England’s football team are teetering on the brink of failing to qualify for next summer’s Euro 2008 championships. The consensus of opinion among the fourth estate is that this would be calamitous for English football and that head coach Steve McClaren has proved to be out of his depth, despite serving his apprenticeship under Sven-Goran Eriksson.

There has been much criticism of McClaren’s tactics and team selection and calls for his departure from some of the media and supporters have reached near-deafening proportions. But when you look at some of the players who grace the so-called greatest football league in the world – the much-lauded FA Premier League – it’s not difficult to see why the former Middlesbrough manager’s task is near impossible.

Wayne Rooney, Steven Gerrard and Frank Lampard are among the finest in the Premier League. But after those three, one starts to struggle to compile an England team that would match the finest Europe has to offer, let alone the rest of the world.

'Like a man told to climb Mount Everest with his legs tied together, McClaren's mission is impossible'


The richest league in the world, with billions of pounds flooding in through television revenue – and Setanta Sports and BT now tugging at the blanket coverage that was previously Sky’s – has attracted players from across the planet. Thirty years ago it was rare to find a player from outside the UK playing in the top flight of English football. Now that situation seems to have almost reversed itself.

Chelsea have the likes of Didier Drogba and Andriy Shevchenko; Arsenal have Cesc Fabregas and Aleksandr Hleb; Manchester United have Ronaldo, Anderson and Nani. All extremely talented players and there are dozens of other foreign players of varying degrees of talent in first teams throughout the Premier League. Now while this makes the league extremely attractive to supporters and, more importantly these days it seems, to television stations, it hardly makes the job of the England head coach any easier.

Ask Sir Alex Ferguson, Arsene Wenger, Avram Grant and Rafael Benitez to mould their team into a title challenging one without using players not from these shores and see, firstly, what their response would be and, secondly, where their respective teams would end up.

That’s the task that faces the unfortunate McClaren – nearly an impossible one.
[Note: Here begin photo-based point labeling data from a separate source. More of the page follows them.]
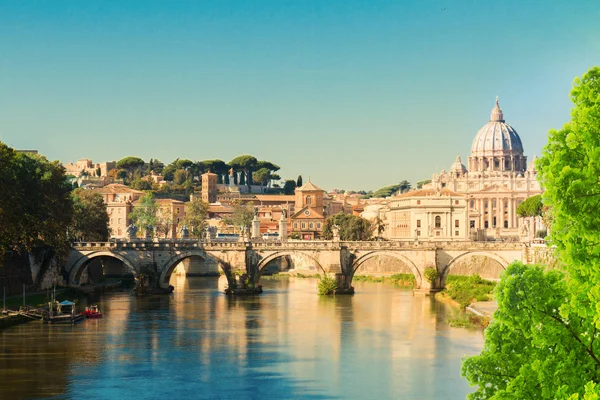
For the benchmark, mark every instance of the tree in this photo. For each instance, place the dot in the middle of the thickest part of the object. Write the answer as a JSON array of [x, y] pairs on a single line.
[[35, 202], [289, 187], [90, 220], [351, 227], [420, 184], [144, 215], [130, 164], [241, 216], [543, 342], [196, 212], [246, 164]]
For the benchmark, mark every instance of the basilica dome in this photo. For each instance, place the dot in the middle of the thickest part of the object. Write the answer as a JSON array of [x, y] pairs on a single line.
[[497, 137]]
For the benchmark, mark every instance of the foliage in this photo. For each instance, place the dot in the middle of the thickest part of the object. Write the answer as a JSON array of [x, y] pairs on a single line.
[[90, 220], [35, 202], [467, 289], [532, 349], [241, 216], [431, 274], [289, 187], [195, 217], [141, 184], [420, 184], [326, 285], [530, 207], [352, 227], [144, 215]]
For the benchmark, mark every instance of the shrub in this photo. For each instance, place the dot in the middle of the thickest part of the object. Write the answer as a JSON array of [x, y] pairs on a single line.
[[326, 285]]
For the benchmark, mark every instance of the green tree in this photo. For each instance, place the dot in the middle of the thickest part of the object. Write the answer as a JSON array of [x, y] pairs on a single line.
[[90, 220], [130, 164], [351, 227], [289, 187], [247, 164], [196, 212], [144, 214], [543, 342], [530, 207], [241, 217]]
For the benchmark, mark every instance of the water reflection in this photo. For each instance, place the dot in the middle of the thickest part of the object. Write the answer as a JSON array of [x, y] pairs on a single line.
[[287, 343]]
Much has been made of the exciting young players now making the breakthrough at Arsenal but, Theo Walcott apart, not many are English. Manchester United are also investing in youth but it’s Portuguese and Brazilian youngsters breaking through. The ‘big four’ clubs now dominating English football would be hard pushed to field 11 top-class English players between them.

If Russia win in Israel in November, then the calls for the head of McClaren will reach a crescendo. But, like a man told to climb Mount Everest with his legs tied together, his mission is impossible. As England slide down FIFA’s international rankings, they need only look over their shoulder at a country poised to overtake them.

For years, Scotland imported players from mainland Europe and further afield. Some were good, Henrik Larsson and Michael Laudrup for example, and some not so good. The Scots plunged down the rankings until they reached the stage where even the Faroe Islands were inflicting embarrassment.

The threat of financial calamity soon had the top clubs in Scotland realising that the future lay on their own doorstep and producing home-grown talent was the way ahead. Five years after scrambling to a 2-2 draw in the north Atlantic, Scotland are now inflicting defeat on France, the second-best team in the world, in their own back yard.

That's something the leading contenders for England’s flagship Premier League may care to reflect on.